A semana começou com muito trabalho em Várzea Grande. Logo nas primeiras horas desta segunda-feira (30), a Prefeitura intensificou os serviços de limpeza urbana em avenidas, bairros e praças, reforçando o compromisso com a organização da cidade e o bem-estar da população.

Coordenadas pela Secretaria Municipal de Serviços Públicos e Mobilidade Urbana, as equipes atuam em várias frentes, com ações que incluem capinação, roçagem, retirada de entulhos e manutenção de espaços públicos.

Um dos principais pontos atendidos é a Praça da Alfenin, localizada na rotatória próxima ao Centro de Especialidades Médicas, o “Postão”, e à Avenida Livramento, na região central.
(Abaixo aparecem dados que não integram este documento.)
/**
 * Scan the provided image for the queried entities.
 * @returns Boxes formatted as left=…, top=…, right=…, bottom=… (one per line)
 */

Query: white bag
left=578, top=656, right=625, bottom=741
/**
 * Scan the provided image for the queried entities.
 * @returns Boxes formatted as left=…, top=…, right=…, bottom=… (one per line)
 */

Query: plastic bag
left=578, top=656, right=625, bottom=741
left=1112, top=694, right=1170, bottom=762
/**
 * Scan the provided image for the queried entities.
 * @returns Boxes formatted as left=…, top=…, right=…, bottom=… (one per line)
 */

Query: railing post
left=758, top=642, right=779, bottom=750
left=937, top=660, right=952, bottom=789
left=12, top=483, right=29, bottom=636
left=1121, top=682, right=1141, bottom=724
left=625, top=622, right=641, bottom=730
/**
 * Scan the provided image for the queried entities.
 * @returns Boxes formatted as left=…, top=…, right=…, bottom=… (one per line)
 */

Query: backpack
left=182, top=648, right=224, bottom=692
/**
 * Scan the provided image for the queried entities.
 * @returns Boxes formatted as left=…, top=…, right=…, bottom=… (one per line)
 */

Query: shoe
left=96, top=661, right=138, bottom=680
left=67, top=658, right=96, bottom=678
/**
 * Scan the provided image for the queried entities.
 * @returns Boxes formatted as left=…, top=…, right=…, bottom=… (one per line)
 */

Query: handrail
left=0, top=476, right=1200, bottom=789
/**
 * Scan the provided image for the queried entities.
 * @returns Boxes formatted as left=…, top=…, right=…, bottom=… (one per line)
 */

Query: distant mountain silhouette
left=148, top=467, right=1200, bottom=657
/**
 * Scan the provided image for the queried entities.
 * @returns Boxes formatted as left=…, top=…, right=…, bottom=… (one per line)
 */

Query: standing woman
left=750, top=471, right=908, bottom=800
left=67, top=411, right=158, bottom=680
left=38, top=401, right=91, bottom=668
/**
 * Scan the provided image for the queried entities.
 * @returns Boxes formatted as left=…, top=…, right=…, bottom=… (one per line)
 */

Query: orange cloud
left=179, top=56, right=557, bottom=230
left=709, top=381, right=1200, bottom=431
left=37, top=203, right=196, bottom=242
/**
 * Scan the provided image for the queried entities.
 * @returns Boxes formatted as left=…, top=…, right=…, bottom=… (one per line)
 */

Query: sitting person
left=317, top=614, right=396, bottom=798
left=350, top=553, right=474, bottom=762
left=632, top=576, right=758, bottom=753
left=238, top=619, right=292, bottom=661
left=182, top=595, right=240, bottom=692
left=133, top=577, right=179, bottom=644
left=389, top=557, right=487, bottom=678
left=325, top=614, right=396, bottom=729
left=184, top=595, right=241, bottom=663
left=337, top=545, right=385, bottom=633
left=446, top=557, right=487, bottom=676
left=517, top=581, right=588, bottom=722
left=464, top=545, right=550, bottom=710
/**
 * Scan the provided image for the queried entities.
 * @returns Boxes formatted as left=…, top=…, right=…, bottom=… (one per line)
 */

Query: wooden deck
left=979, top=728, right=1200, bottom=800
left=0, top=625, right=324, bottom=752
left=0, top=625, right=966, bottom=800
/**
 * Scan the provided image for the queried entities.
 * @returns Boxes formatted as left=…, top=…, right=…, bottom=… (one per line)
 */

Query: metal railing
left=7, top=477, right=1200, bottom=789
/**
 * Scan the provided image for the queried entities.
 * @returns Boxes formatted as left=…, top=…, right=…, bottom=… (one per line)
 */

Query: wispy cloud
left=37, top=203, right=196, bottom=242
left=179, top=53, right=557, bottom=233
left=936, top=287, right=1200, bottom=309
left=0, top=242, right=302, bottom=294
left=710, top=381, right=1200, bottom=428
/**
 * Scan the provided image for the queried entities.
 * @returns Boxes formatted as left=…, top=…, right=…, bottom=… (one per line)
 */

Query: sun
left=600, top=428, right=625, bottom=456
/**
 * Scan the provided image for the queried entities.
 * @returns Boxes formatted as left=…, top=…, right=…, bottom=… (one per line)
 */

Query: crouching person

O espaço, que é referência tradicional da cidade, passa por uma limpeza geral, com apoio de três caminhões caçamba, uma retroescavadeira, uma pá carregadeira e uma equipe formada por 10 trabalhadores. O objetivo é revitalizar a área, garantindo mais segurança, conforto e um ambiente adequado para quem circula pelo local.

Outro ponto que recebe atenção nesta etapa é a Avenida Prefeito Murilo Domingos, onde as equipes realizam a retirada de bolsões de lixo e entulho acumulados ao longo da via, melhorando o aspecto urbano e contribuindo para a prevenção de problemas como alagamentos e proliferação de insetos.

A ação faz parte de um cronograma contínuo da Prefeitura de Várzea Grande, que vem intensificando os serviços de limpeza em diferentes regiões da cidade. Além de promover melhorias visíveis no dia a dia da população, o trabalho também reforça a importância da colaboração dos moradores na conservação dos espaços públicos, especialmente no descarte correto de resíduos.

Com presença constante nos bairros e atuação estratégica em pontos críticos, o município segue avançando na manutenção urbana, garantindo uma cidade mais limpa, organizada e saudável para todos.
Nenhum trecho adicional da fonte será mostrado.